Dans ces conditions, il y a lieu de répondre à la question posée que l’article 15, point 5, et l’article 16, point 5, du règlement no 1215/2012 doivent être interprétés en ce sens que la clause attributive de juridiction prévue dans un contrat d’assurance couvrant un « grand risque », au sens de cette dernière disposition, conclu par le preneur d’assurance et l’assureur, ne peut être opposée à la personne assurée par ce contrat, qui n’est pas un professionnel du secteur des assurances, qui n’a pas consenti à cette clause et qui est domicilié dans un État membre autre que celui du domicile du preneur d’assurance et de l’assureur.

Sur les dépens

47

La procédure revêtant, à l’égard des parties au principal, le caractère d’un incident soulevé devant la juridiction de renvoi, il appartient à celle-ci de statuer sur les dépens.
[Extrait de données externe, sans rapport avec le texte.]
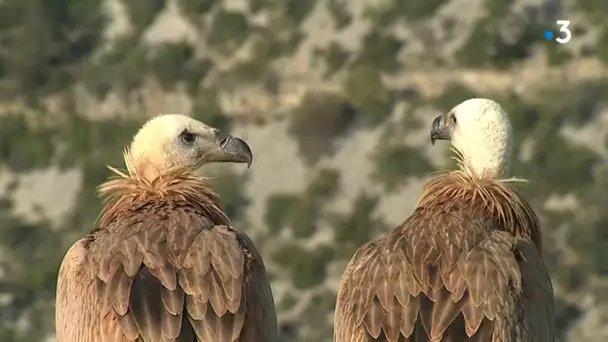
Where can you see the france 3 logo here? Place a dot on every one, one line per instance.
(564, 33)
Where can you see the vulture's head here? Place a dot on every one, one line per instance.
(479, 129)
(174, 140)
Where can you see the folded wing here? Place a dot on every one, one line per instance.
(178, 277)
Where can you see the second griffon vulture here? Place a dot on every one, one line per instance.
(466, 265)
(164, 263)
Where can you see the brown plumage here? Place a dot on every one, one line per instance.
(163, 264)
(465, 266)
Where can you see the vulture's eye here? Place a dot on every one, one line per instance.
(187, 137)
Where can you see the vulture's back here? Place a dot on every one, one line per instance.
(165, 270)
(453, 271)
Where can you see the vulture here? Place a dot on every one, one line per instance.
(163, 262)
(466, 265)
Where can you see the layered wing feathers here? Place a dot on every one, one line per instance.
(439, 277)
(170, 274)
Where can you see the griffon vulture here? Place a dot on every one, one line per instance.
(164, 262)
(466, 265)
Les frais exposés pour soumettre des observations à la Cour, autres que ceux desdites parties, ne peuvent faire l’objet d’un remboursement.

 

Par ces motifs, la Cour (sixième chambre) dit pour droit :

 

L’article 15, point 5, et l’article 16, point 5, du règlement (UE) no 1215/2012 du Parlement européen et du Conseil, du 12 décembre 2012, concernant la compétence judiciaire, la reconnaissance et l’exécution des décisions en matière civile et commerciale, doivent être interprétés en ce sens que la clause attributive de juridiction prévue dans un contrat d’assurance couvrant un « grand risque », au sens de cette dernière disposition, conclu par le preneur d’assurance et l’assureur, ne peut être opposée à la personne assurée par ce contrat, qui n’est pas un professionnel du secteur des assurances, qui n’a pas consenti à cette clause et qui est domicilié dans un État membre autre que celui du domicile du preneur d’assurance et de l’assureur.

 

Signatures


( *1 ) Langue de procédure : le lituanien.